Long ago, back in 2006, a scandal took place in the world of Australian reality television, that spilled over into greater society. This is an incident that is still well-known in my homeland, and what inspired me to my initial passionate defense of the genre. 

Back home, the show Big Brother enjoyed relative popularity. The show is different from the format used here in the US, and rather than a once a week show that is a scheming, crazed sort of Real World, it is a seven-day a week crazed, alcohol-fuelled, sex romp sort of Real World. The basic premise was that 16 people are locked in a house with cameras on them at all times. They have no contact at all with the outside world, have to participate in various bizarre tasks and once a week nominate housemates to be evicted, whom the public vote out. They aren’t allowed to scheme, or discuss any of this with other housemates, and the last person in the house wins $250,000 (up to $1 million in the shows later seasons).

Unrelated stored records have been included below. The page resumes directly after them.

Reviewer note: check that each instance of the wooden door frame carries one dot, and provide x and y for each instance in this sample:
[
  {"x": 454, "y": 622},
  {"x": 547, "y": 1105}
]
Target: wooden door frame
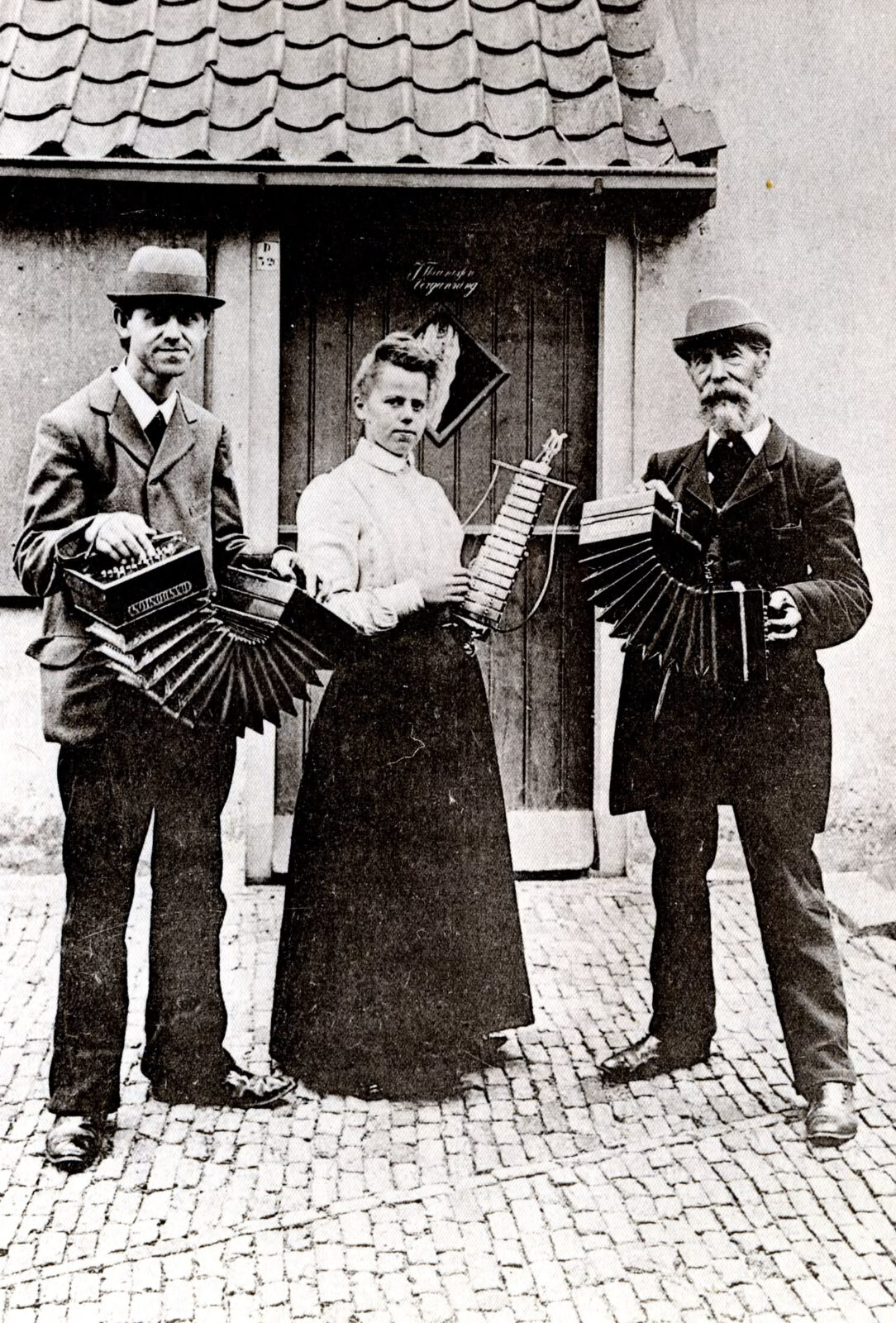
[
  {"x": 245, "y": 388},
  {"x": 616, "y": 334}
]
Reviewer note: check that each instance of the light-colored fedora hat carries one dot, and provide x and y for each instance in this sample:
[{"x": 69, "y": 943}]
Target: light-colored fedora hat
[
  {"x": 156, "y": 273},
  {"x": 719, "y": 317}
]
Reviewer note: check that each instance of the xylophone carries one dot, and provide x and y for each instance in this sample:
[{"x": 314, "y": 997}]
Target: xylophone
[
  {"x": 498, "y": 560},
  {"x": 646, "y": 569},
  {"x": 236, "y": 661}
]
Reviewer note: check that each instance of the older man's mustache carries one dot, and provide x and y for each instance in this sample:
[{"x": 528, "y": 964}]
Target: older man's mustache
[{"x": 727, "y": 394}]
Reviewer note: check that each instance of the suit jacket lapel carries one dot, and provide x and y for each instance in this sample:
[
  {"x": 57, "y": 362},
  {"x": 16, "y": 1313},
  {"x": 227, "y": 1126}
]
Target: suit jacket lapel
[
  {"x": 179, "y": 440},
  {"x": 694, "y": 480},
  {"x": 757, "y": 475},
  {"x": 123, "y": 427}
]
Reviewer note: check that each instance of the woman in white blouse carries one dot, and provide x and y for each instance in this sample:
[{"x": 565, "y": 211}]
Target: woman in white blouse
[{"x": 401, "y": 948}]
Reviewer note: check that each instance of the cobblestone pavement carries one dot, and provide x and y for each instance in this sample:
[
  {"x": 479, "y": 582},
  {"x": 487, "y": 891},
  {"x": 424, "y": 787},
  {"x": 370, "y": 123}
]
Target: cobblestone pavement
[{"x": 534, "y": 1194}]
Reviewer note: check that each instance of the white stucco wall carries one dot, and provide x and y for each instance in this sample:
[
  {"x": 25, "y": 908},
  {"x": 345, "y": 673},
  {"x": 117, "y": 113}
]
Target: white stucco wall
[{"x": 803, "y": 228}]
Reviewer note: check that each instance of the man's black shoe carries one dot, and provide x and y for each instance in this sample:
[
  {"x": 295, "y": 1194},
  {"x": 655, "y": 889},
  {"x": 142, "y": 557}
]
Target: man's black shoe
[
  {"x": 236, "y": 1089},
  {"x": 649, "y": 1058},
  {"x": 74, "y": 1142},
  {"x": 832, "y": 1120}
]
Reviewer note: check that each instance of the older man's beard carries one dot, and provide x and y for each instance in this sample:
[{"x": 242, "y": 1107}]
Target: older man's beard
[{"x": 730, "y": 408}]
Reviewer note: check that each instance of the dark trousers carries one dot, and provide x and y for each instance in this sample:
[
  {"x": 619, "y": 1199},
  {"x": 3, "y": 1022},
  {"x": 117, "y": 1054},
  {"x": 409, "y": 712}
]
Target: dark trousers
[
  {"x": 794, "y": 921},
  {"x": 110, "y": 789}
]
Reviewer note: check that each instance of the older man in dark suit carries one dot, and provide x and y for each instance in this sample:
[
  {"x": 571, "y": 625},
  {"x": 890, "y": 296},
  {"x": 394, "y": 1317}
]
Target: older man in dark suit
[
  {"x": 779, "y": 515},
  {"x": 126, "y": 456}
]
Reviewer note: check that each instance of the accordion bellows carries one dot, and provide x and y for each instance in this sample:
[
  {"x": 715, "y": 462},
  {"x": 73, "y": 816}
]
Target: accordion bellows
[
  {"x": 236, "y": 661},
  {"x": 644, "y": 568}
]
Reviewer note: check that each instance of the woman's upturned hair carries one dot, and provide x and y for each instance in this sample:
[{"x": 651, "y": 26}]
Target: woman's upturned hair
[{"x": 403, "y": 351}]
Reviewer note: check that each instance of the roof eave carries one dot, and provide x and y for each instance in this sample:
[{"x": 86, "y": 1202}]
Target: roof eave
[{"x": 616, "y": 180}]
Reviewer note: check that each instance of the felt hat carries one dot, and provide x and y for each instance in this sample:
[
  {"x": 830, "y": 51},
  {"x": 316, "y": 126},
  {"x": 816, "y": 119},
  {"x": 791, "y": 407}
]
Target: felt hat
[
  {"x": 156, "y": 273},
  {"x": 710, "y": 319}
]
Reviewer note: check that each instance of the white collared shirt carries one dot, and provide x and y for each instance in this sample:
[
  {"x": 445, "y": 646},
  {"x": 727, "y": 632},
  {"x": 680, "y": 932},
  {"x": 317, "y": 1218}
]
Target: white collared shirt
[
  {"x": 370, "y": 533},
  {"x": 755, "y": 438},
  {"x": 143, "y": 407}
]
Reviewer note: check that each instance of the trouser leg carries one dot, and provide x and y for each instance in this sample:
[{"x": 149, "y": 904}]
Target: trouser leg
[
  {"x": 106, "y": 822},
  {"x": 185, "y": 1012},
  {"x": 684, "y": 835},
  {"x": 798, "y": 941}
]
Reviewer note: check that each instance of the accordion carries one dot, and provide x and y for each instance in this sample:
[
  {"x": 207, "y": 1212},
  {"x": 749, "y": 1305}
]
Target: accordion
[
  {"x": 644, "y": 566},
  {"x": 494, "y": 571},
  {"x": 236, "y": 661}
]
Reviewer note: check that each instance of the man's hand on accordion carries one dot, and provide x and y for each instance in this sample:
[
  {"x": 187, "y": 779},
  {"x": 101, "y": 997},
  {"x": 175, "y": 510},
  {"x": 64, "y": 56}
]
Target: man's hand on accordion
[
  {"x": 284, "y": 562},
  {"x": 783, "y": 617},
  {"x": 121, "y": 535},
  {"x": 439, "y": 589}
]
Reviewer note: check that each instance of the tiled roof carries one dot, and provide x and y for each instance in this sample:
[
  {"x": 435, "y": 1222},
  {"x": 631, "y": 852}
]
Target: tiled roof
[{"x": 518, "y": 83}]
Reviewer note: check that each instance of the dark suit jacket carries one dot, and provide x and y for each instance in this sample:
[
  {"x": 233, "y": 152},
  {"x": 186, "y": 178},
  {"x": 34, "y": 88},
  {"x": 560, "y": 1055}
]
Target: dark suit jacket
[
  {"x": 90, "y": 456},
  {"x": 788, "y": 524}
]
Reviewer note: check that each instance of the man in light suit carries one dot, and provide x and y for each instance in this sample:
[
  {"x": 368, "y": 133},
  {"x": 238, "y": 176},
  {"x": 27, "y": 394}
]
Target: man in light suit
[
  {"x": 128, "y": 456},
  {"x": 777, "y": 515}
]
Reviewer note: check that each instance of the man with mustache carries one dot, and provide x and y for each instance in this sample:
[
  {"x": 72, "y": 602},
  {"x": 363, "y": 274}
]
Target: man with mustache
[{"x": 777, "y": 515}]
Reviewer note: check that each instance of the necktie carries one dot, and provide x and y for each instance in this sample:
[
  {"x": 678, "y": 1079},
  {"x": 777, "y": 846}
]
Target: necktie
[
  {"x": 155, "y": 429},
  {"x": 726, "y": 466}
]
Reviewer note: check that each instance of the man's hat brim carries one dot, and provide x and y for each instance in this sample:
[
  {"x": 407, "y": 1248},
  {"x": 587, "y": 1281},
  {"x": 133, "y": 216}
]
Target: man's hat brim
[
  {"x": 128, "y": 299},
  {"x": 684, "y": 344}
]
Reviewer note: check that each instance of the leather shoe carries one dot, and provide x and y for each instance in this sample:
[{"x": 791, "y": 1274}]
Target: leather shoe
[
  {"x": 236, "y": 1089},
  {"x": 74, "y": 1142},
  {"x": 649, "y": 1058},
  {"x": 832, "y": 1120}
]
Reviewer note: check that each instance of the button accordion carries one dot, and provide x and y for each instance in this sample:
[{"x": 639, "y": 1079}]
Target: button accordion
[
  {"x": 234, "y": 661},
  {"x": 644, "y": 566},
  {"x": 496, "y": 566}
]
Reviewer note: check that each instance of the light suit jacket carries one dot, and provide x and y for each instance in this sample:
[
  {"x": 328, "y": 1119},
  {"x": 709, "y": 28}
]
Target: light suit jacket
[{"x": 90, "y": 456}]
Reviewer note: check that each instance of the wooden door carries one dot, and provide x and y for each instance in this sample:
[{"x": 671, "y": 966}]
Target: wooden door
[{"x": 348, "y": 278}]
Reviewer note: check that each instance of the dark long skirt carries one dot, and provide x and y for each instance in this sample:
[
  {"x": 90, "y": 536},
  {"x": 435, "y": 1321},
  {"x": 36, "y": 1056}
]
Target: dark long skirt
[{"x": 401, "y": 941}]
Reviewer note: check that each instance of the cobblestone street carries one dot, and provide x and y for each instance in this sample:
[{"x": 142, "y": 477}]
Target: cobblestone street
[{"x": 536, "y": 1194}]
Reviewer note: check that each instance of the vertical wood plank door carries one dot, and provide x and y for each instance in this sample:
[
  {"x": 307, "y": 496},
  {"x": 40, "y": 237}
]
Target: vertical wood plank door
[{"x": 349, "y": 277}]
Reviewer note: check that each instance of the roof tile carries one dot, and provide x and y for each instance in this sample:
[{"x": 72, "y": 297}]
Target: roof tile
[
  {"x": 632, "y": 33},
  {"x": 639, "y": 73},
  {"x": 307, "y": 69},
  {"x": 118, "y": 61},
  {"x": 527, "y": 83},
  {"x": 184, "y": 20},
  {"x": 172, "y": 142},
  {"x": 117, "y": 20},
  {"x": 448, "y": 69},
  {"x": 99, "y": 103},
  {"x": 569, "y": 31},
  {"x": 246, "y": 64},
  {"x": 28, "y": 99},
  {"x": 313, "y": 23},
  {"x": 642, "y": 119},
  {"x": 514, "y": 72},
  {"x": 26, "y": 136},
  {"x": 39, "y": 59},
  {"x": 573, "y": 76},
  {"x": 441, "y": 26},
  {"x": 240, "y": 107},
  {"x": 520, "y": 114}
]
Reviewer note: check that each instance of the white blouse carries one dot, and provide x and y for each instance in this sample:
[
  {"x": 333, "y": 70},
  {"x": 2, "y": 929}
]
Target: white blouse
[{"x": 370, "y": 533}]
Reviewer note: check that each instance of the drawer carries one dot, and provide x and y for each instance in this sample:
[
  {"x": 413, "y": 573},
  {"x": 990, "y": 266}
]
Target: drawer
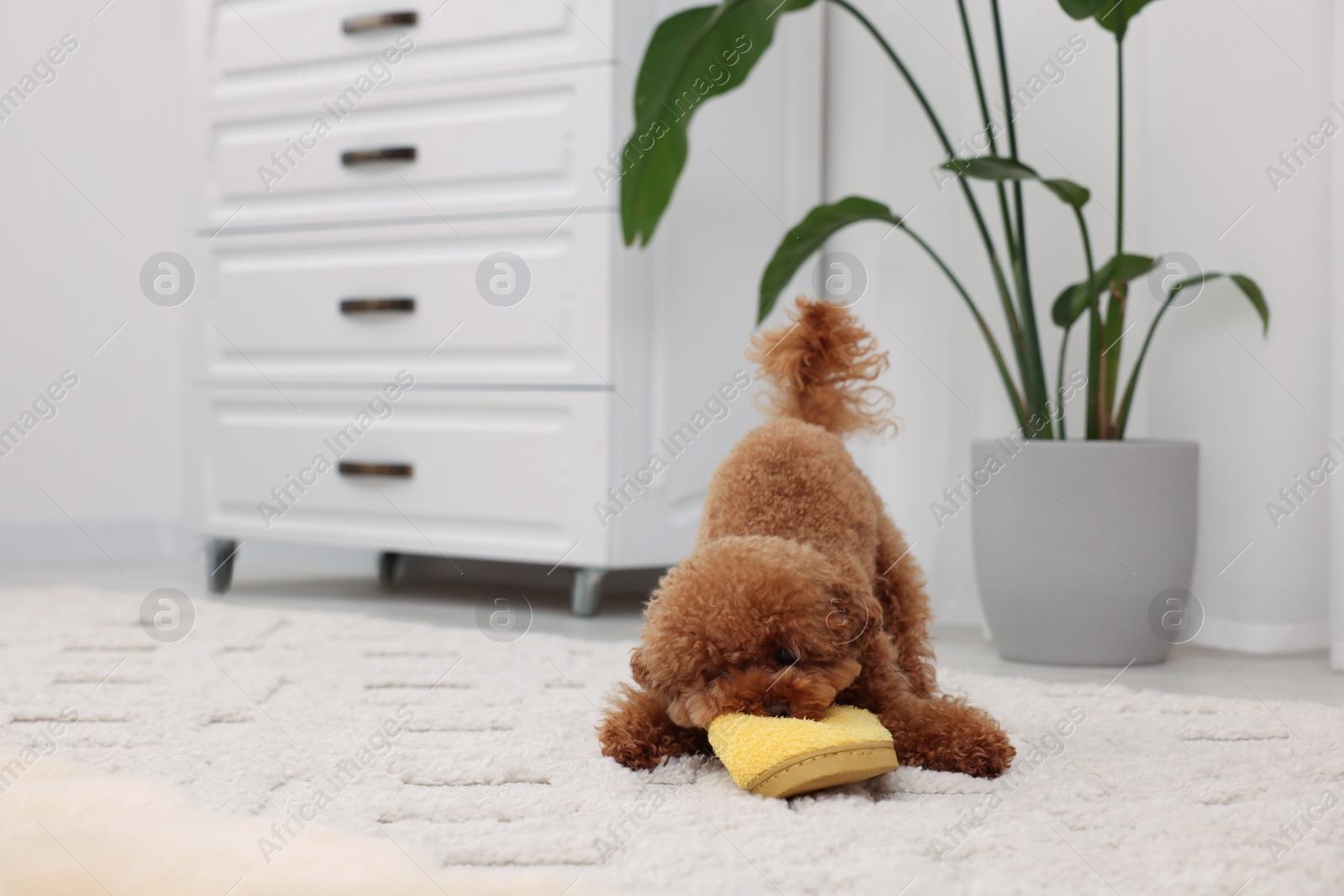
[
  {"x": 495, "y": 147},
  {"x": 356, "y": 307},
  {"x": 284, "y": 45},
  {"x": 507, "y": 476}
]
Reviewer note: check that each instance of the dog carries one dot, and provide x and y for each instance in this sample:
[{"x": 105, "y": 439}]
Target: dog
[{"x": 800, "y": 591}]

I tried not to be (like with all my reality endeavours), but ultimately ended up being hooked. Unlike with many of the other shows I watch however, this one had almost no redeeming qualities. It didn’t bring up any real issues of quality, it wasn’t a terribly representative slice of Australian life. I just liked watching loud, lazy people sitting on the couch complaining about other loud, irritating people not doing the dishes/disrespecting them/taking the good beanbag next to the pool in between talking about orgasms. Then came the turkey slapping incident.

In Big Brother 6, two of the housemates, Ash and John were playing around with another housemate Camilla. John held Camilla down, while Ash slapped her in the face with.. well, the part of his anatomy that vaguely resembles a turkey. The incident never made it to TV, but was streamed over the internet as part of the show’s 24 hour live screening. Both Ash and John were removed from the house immediately, Camilla was offered counselling, and the chance to press charges. While I don’t condone what the boys did, it was clear that this was an act of messing around with friends, as opposed to a violent act. It displays a somewhat negative attitude towards women, but was not an act of sexual aggression. Judge for yourself:

Camilla didn’t press charges, wasn’t troubled by the act and was upset that her friends had been kicked out. But this is not the point. The show acted accordingly, the did not condone the actions of John and Ash, and I am not here to support them. But the Australian media was up in arms. The Prime Minister, the Leader of the Opposition, everyone was calling for the cancellation of the show, and condemning everything that it stood for.

What they failed to do was look at the big picture. Everybody in the nation was engaged in this debate, or had at least heard of it, and had an opinion. Women’s advocates, and people who worked against domestic and sexual abuse came out to discuss the issues at hand. The coverage of women’s issues, specifically assault against women, was sizable. The incidence rate of assault against women, what to do if you are assaulted, how we can combat the problem, were all messages hidden in the greater barrage of how to get this trash off TV. Any public broadcaster, documentary or news article can try to bring this issue to the forefront. Sometimes it may even succeed. But the focus that was placed on violence against women due to this “low point” in Australian television was far greater than any one-off educational program. So maybe even trash TV has its benefits after all.